Could it be that traditional rules imposed on society at a time where people had an average life expectancy of 35 years do not apply to us anymore? Could it be that we all experience sexual drives at work inside ourselves that make strictly enforced monogamy a lifelong struggle? Who actually benefits from it?
Possibly it is easier to acknowledge this human side inside ourselves and embrace it as what it is – a lifelong hunger for experiences, for learning, for growth, for change, for excitement – and grant each other this freedom, despite maintaining steady relationships. Most couples hold each other hostage, believing this is true dedication – and eventually they start resenting each other for what they are: roadblocks in each others quest for development and learning. Shouldn’t we be together because of free will, not because of obligation? Can we stay together as functioning family units despite allowing each other sexual freedom?

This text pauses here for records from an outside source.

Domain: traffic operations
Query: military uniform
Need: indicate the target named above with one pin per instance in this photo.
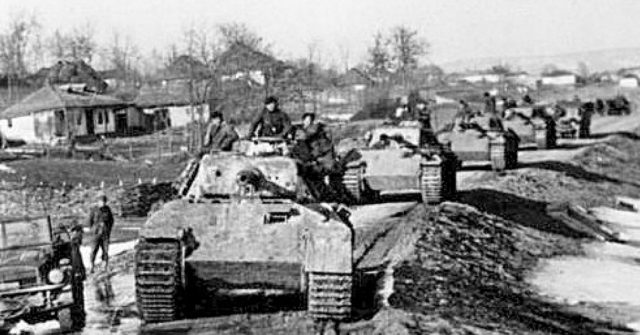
(220, 137)
(271, 124)
(100, 224)
(495, 121)
(318, 160)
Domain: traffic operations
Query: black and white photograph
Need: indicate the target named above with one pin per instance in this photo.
(354, 167)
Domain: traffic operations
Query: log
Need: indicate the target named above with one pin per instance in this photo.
(620, 217)
(627, 202)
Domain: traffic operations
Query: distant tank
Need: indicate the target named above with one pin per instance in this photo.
(477, 142)
(574, 118)
(393, 160)
(533, 125)
(245, 219)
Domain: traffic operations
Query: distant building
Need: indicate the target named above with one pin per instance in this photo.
(628, 81)
(356, 79)
(50, 113)
(482, 78)
(559, 78)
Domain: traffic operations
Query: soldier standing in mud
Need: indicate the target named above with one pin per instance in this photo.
(220, 136)
(100, 224)
(271, 121)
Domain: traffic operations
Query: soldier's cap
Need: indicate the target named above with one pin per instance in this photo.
(216, 114)
(270, 100)
(312, 114)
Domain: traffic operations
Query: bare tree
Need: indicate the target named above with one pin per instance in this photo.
(201, 52)
(583, 70)
(238, 33)
(77, 44)
(344, 52)
(15, 45)
(379, 57)
(122, 55)
(407, 48)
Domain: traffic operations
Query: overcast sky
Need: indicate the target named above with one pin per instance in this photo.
(456, 29)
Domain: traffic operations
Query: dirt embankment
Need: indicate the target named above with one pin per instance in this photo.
(465, 272)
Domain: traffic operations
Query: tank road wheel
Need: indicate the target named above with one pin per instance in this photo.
(498, 153)
(353, 181)
(329, 295)
(71, 318)
(542, 138)
(511, 153)
(159, 280)
(431, 183)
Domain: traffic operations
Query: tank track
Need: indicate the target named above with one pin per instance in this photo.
(431, 184)
(503, 154)
(542, 138)
(497, 155)
(159, 280)
(353, 183)
(329, 295)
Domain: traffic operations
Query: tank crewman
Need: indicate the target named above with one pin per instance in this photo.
(527, 100)
(495, 121)
(320, 159)
(100, 224)
(465, 113)
(423, 115)
(220, 136)
(271, 121)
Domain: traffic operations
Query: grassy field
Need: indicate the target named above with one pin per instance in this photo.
(73, 172)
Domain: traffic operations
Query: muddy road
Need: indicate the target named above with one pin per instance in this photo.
(110, 295)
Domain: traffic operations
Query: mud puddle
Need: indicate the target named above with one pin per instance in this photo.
(605, 278)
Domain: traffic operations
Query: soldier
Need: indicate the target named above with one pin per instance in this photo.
(495, 121)
(271, 122)
(319, 160)
(465, 112)
(100, 224)
(220, 136)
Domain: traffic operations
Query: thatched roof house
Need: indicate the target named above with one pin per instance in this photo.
(52, 112)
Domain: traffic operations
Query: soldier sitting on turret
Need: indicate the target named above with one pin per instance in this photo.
(314, 149)
(271, 121)
(220, 136)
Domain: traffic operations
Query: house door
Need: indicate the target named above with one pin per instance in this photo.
(88, 114)
(121, 122)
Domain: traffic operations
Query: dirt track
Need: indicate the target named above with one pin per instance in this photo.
(378, 241)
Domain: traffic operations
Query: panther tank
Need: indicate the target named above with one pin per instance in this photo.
(477, 142)
(400, 165)
(244, 220)
(534, 125)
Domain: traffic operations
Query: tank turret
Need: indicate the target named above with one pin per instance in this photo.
(241, 222)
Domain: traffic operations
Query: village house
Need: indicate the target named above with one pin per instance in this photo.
(628, 81)
(482, 77)
(53, 112)
(559, 78)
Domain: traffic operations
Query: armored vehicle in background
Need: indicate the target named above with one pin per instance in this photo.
(619, 105)
(41, 273)
(394, 161)
(532, 124)
(245, 219)
(476, 142)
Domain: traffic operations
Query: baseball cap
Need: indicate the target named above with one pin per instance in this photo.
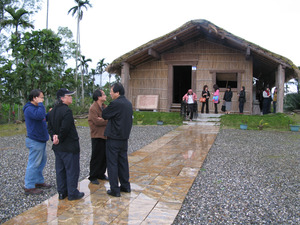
(64, 91)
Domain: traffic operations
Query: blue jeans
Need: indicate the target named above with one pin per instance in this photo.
(36, 162)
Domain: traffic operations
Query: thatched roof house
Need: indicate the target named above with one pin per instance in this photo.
(196, 54)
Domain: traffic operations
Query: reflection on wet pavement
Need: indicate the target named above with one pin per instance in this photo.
(161, 174)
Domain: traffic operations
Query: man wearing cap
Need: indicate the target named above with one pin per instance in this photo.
(97, 126)
(66, 148)
(37, 136)
(119, 115)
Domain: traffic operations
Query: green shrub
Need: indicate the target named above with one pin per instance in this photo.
(291, 102)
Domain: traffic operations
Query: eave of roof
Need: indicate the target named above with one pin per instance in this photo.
(190, 30)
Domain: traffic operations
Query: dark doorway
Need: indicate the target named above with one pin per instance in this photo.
(182, 81)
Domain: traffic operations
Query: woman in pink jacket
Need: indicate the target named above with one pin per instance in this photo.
(190, 98)
(216, 97)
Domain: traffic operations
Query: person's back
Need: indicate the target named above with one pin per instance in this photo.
(37, 136)
(62, 123)
(119, 114)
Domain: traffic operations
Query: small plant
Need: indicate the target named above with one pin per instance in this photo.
(261, 125)
(159, 118)
(139, 116)
(245, 120)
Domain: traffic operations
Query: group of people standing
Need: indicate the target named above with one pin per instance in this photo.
(266, 100)
(110, 127)
(190, 99)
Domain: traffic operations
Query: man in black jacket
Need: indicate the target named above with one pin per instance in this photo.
(119, 115)
(62, 130)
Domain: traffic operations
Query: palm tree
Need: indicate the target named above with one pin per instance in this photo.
(78, 9)
(84, 70)
(47, 14)
(17, 19)
(101, 68)
(93, 73)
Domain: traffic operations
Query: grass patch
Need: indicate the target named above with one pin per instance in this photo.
(278, 121)
(11, 129)
(151, 118)
(81, 122)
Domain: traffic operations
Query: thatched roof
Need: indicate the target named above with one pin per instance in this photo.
(205, 29)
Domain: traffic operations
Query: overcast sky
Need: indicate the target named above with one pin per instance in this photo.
(112, 28)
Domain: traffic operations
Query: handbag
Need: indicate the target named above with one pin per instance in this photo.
(202, 99)
(216, 99)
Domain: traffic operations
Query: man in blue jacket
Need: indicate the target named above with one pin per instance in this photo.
(119, 115)
(37, 136)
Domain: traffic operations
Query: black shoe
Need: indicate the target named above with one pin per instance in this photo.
(33, 191)
(43, 186)
(113, 193)
(95, 181)
(79, 196)
(62, 196)
(127, 190)
(103, 178)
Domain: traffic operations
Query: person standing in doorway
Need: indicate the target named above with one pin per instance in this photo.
(227, 98)
(216, 99)
(119, 115)
(37, 136)
(274, 100)
(61, 127)
(242, 99)
(191, 99)
(97, 126)
(206, 95)
(266, 101)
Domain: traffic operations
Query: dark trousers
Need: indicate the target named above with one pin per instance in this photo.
(241, 107)
(191, 110)
(67, 172)
(216, 108)
(98, 159)
(117, 164)
(205, 104)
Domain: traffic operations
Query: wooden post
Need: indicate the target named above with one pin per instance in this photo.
(125, 77)
(280, 89)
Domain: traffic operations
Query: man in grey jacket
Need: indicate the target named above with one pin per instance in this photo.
(119, 115)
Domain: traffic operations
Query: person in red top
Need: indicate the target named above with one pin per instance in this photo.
(190, 98)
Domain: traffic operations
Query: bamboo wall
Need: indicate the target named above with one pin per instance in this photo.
(152, 77)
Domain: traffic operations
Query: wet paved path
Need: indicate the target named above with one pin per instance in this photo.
(161, 175)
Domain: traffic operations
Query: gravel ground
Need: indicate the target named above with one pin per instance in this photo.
(249, 177)
(13, 161)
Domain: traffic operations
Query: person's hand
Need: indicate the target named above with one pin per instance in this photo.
(38, 100)
(55, 139)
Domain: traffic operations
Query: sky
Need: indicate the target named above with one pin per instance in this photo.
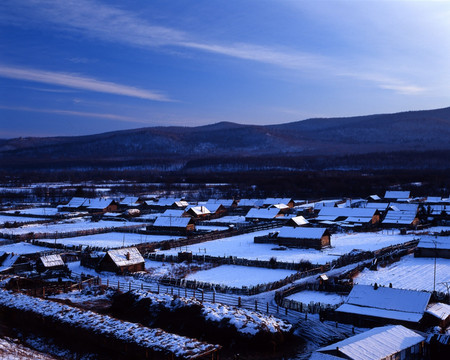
(77, 67)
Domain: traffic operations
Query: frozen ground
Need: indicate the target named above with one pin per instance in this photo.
(78, 224)
(46, 211)
(238, 276)
(112, 239)
(242, 246)
(308, 296)
(22, 248)
(409, 273)
(20, 219)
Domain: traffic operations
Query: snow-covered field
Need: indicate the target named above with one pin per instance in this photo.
(22, 248)
(410, 273)
(19, 219)
(45, 211)
(242, 246)
(238, 276)
(308, 296)
(77, 224)
(112, 239)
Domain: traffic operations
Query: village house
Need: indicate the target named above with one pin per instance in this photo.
(122, 261)
(387, 342)
(173, 224)
(100, 205)
(263, 214)
(368, 306)
(316, 238)
(50, 262)
(438, 246)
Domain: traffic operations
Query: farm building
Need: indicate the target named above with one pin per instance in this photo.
(434, 247)
(122, 261)
(75, 204)
(397, 195)
(198, 212)
(368, 306)
(402, 215)
(437, 314)
(263, 214)
(387, 342)
(297, 221)
(100, 205)
(50, 262)
(178, 224)
(316, 238)
(361, 216)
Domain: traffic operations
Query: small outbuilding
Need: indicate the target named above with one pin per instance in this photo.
(122, 261)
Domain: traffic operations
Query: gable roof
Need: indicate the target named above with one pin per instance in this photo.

At this point, the argument of steady family relations and security for children is usually raised. Coming from Europe (where the divorce rate is much lower than in the U.S.), I have experienced more steady family relationships where both partners discreetly granted each other sexual freedom. It seems that given the opportunity, both partners make only moderate use of the possibility – but experience a great deal of freedom. Similar like with the “War on Drugs”, the aggressive no-tolerance policies in the U.S. have created more drug addicts, more divorces and less family stability than in Europe where both issues are handled differently - by assuming the individual’s responsible behavior.
I believe we must learn to be loyal to ourselves FIRST, before we can truly be loyal to another person. We are coerced into exchanging overbearing, lifelong promises to be officially recognized as a “love unit”. As we accept obligations toward our partners, we must accept an obligation toward ourselves first: to be truthful to ourselves and our own changing needs.
We all follow our own personal path in life. Sometimes our path runs parallel to a partner’s path for a while, sometimes it crosses over, sometimes the paths venture away from each other. We need to be true to our own winding path and not panic, only because the partner’s path heads into another direction. Our partner’s growth, development and change should not be a threat to us, just like our growth and maturing should not be a threat to our partner. Sometimes, changes in a partner challenge us to become more tolerant and grow ourselves. At other times, the divide becomes so massive that the separation of the “love unit” becomes inevitable. This does not mean the relationship has “failed”. It means that we have grown as much with each other as we could. The relationship was a success and we go our own way, following our path, hopefully with continued love and respect for each other.
Relationships that only fill a void, an empty space inside ourselves (where our self-love should be), usually don’t last. The fabric that holds them together is dependency (or even addiction) instead of love. A sound basis of self-love and balance/harmony with oneself must be established before we can seriously engage in a relationship that can accommodate each other’s growth and last in a healthy way.